If Eileen Clark were getting divorced in New Mexico today, the Family Court would favor Coparenting versus Sole or Maternal Custody for Eileen Clark. New Mexico Organizations like: CHILDREN FIRST: Co-Parenting Support Services, Inc. or the Family Eduction Center would be brought into the case to advocate co-parenting for the Smith Family. For most parents back in the ’90s, co-parenting or “joint custody” was a presumption for most reasonably minded parents. However, not for Eileen Clark, who played “Judge, Jury and Executioner” and solely determined how her children were to be raised, ignoring the New Mexico Courts as well as the United States International Parental Kidnapping laws.

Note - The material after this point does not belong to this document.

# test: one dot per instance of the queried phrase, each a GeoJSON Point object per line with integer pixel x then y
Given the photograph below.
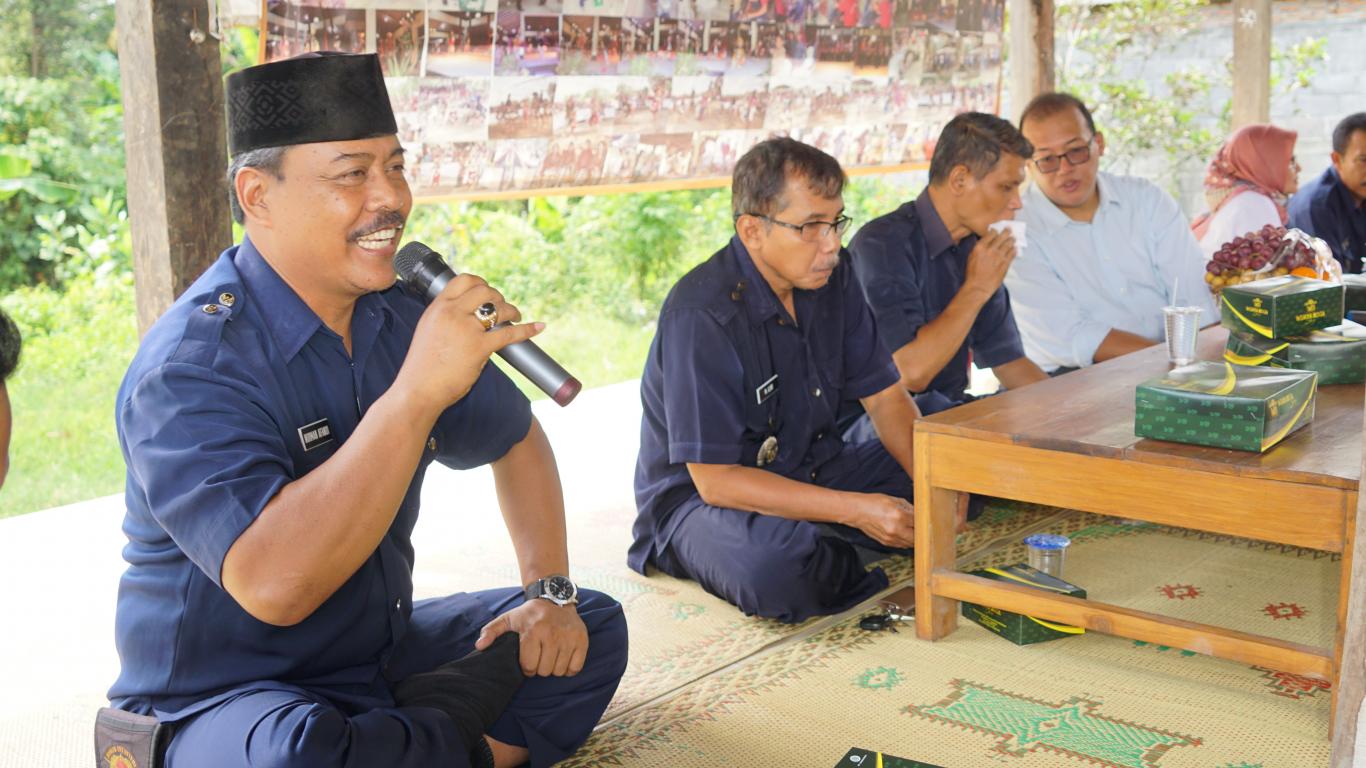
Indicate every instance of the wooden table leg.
{"type": "Point", "coordinates": [935, 537]}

What is very sad in the Eileen Clark Case is that it sounds like Ms. Clark is still not focusing on her adult children. She is still putting her adult children in the middle rather than working cooperatively with the other parent (ignoring his rights and existence). Furthermore, after kidnapping her children for 15 years, she is making a mockery of our U.S. Criminal Justice System and Family Court System by fighting extradition back to New Mexico and United States. From the “fear of flying” to the “psychiatric” excuses – how can this parent be emotionally available for her children? To think that someday these children will marry and have children, if you were one of the future spouses of these adult children, would you want Eileen Clark, the grandmother around your young child? As we’ve said in other cases, it’s time for Eileen Clark to CoParent-Up; get herself on a flight back to the States and start the road to recovery for not only her children, but this Family Unit. It’s apparent that like most Underground Mothers who commit this crime, she’s only thinking of herself.
Here are some Co-parenting Resources for Eileen Clark:
Co-parenting tips for divorced parents: Setting hurt and anger aside
The key to co-parenting is to focus on your children—and your children only. Yes, this can be very difficult. It means that your own emotions—any anger, resentment, or hurt—must take a back seat to the needs of your children. Admittedly, setting aside such strong feelings may be the hardest part of learning to work cooperatively with your ex, but it’s also perhaps the most vital. Co-parenting is not about your feelings, or those of your ex-spouse, but rather about your child’s happiness, stability, and future well-being.
Separating feelings from behavior
It’s okay to be hurt and angry, but your feelings don’t have to dictate your behavior. Instead, let what’s best for your kids—you working cooperatively with the other parent—motivate your actions.
- Get your feelings out somewhere else. Never vent to your child. Friends, therapists, or even a loving pet can all make good listeners when you need to get negative feelings off your chest. Exercise can also be a healthy outlet for letting off steam.
- Stay kid-focused. If you feel angry or resentful, try to remember why you need to act with purpose and grace: your child’s best interests are at stake. If your anger feels overwhelming, looking at a photograph of your child may help you calm down.
- Use your body. Consciously putting your shoulders down, breathing evenly and deeply, and standing erect can keep you distracted from your anger, and can have a relaxing effect.
Children in the middle
You may never completely lose all of your resentment or bitterness about your break up, but what you can do is compartmentalize those feelings and remind yourself that they are your issues, not your child’s. Resolve to keep your issues with your ex away from your children.
- Never use kids as messengers. When you have your child tell the other parent something for you, it puts him or her in the center of your conflict. The goal is to keep your child out of your relationship issues, so call or email your ex yourself.
- Keep your issues to yourself. Never say negative things about your ex to your children, or make them feel like they have to choose. Your child has a right to a relationship with his or her other parent that is free of your influence.